Pengadilan agama setelah memeriksa dalam persidangan dan berkeyakinan bahwa terdapat hal-hal yang memungkinkan untuk memberikan dispensasi tersebut, maka Pengadilan Agama memberikan dispensasi nikah dengan suatu penetapan.
Gerakan stop perkawinan anak
Awal Nopember 2017 lalu, Menteri Pemberdayaan Perempuan dan Perlindungan Anak (PPPA) Yohana Susana Yembise serta sejumlah kementerian dan lembaga lain meminta semua pemangku kebijakan, termasuk kalangan tokoh adat dan tokoh agama, meluncurkan Gerakan Stop Perkawinanan Anak di Kantor Menteri PPPA.
Yohana menyatakan komitmen bersama semua pemangku kepentingan diperlukan untuk menghentikan praktik perkawinan anak karena menghancurkan masa depan generasi penerus bangsa. Selain menghilangkan hak anak, perkawinan anak juga berdampak buruk bagi kesehatan anak.

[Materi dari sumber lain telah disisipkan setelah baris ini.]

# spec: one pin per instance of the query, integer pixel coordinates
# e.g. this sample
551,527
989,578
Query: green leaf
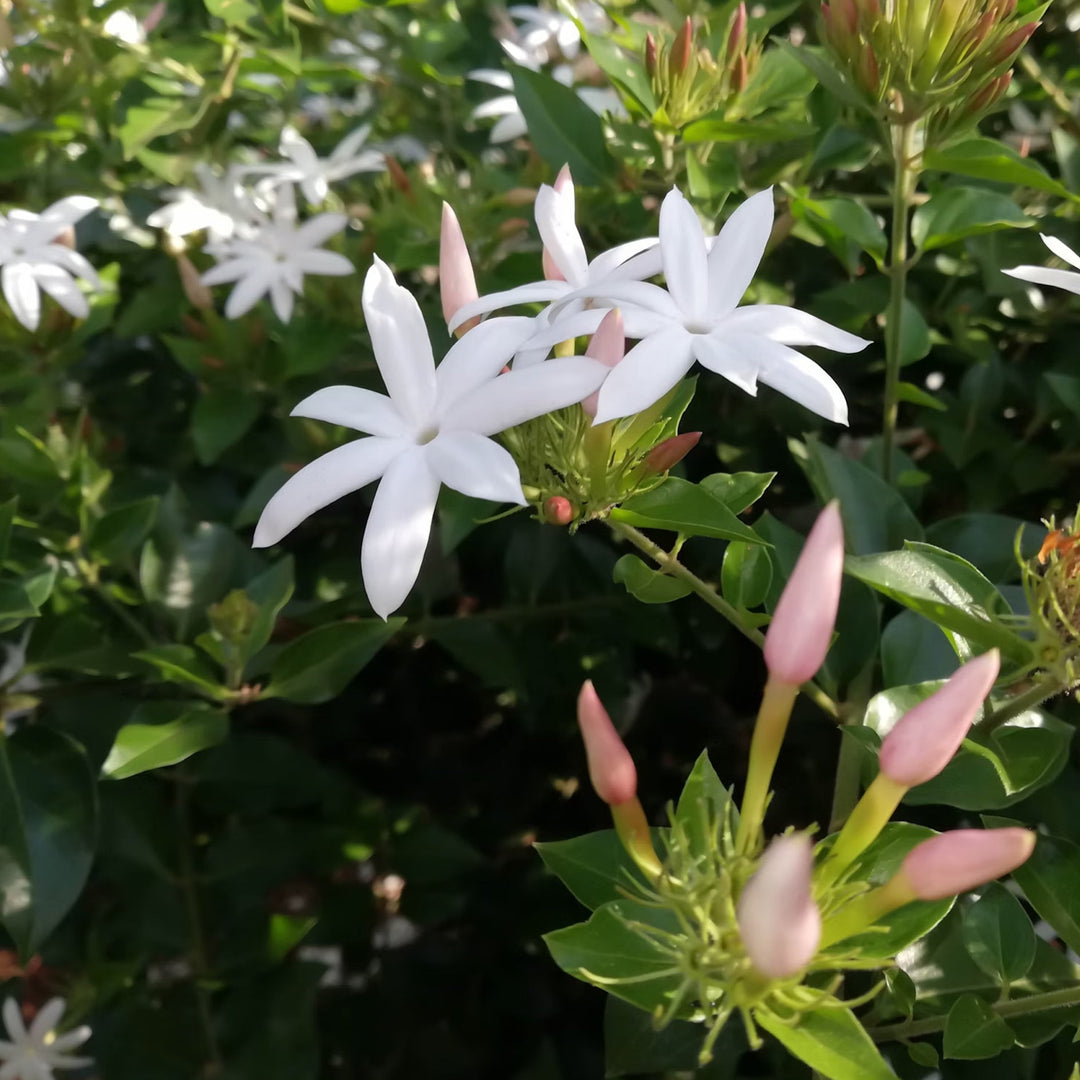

”Harus ada komitmen selamatkan anak-anak dan perempuan. Dari data yang ada, banyak anak yang menikah belum siap sistem reproduksinya sehingga meninggal, termasuk bayinya. Banyak yang putus sekolah dan terpaksa bekerja, padahal masih anak-anak. Ini harus dihentikan,” kata Yohana ketika itu.
Perkawinan anak di Indonesia juga mendapat sorotan dunia. Dari data Badan PBB untuk Anak-anak (Unicef) State of the World’s Children, 2016, disebutkan, perkawinan anak di Indonesia menempati urutan ke-7 di dunia. Untuk perkawinan anak di ASEAN, Indonesia nomor dua setelah Kamboja.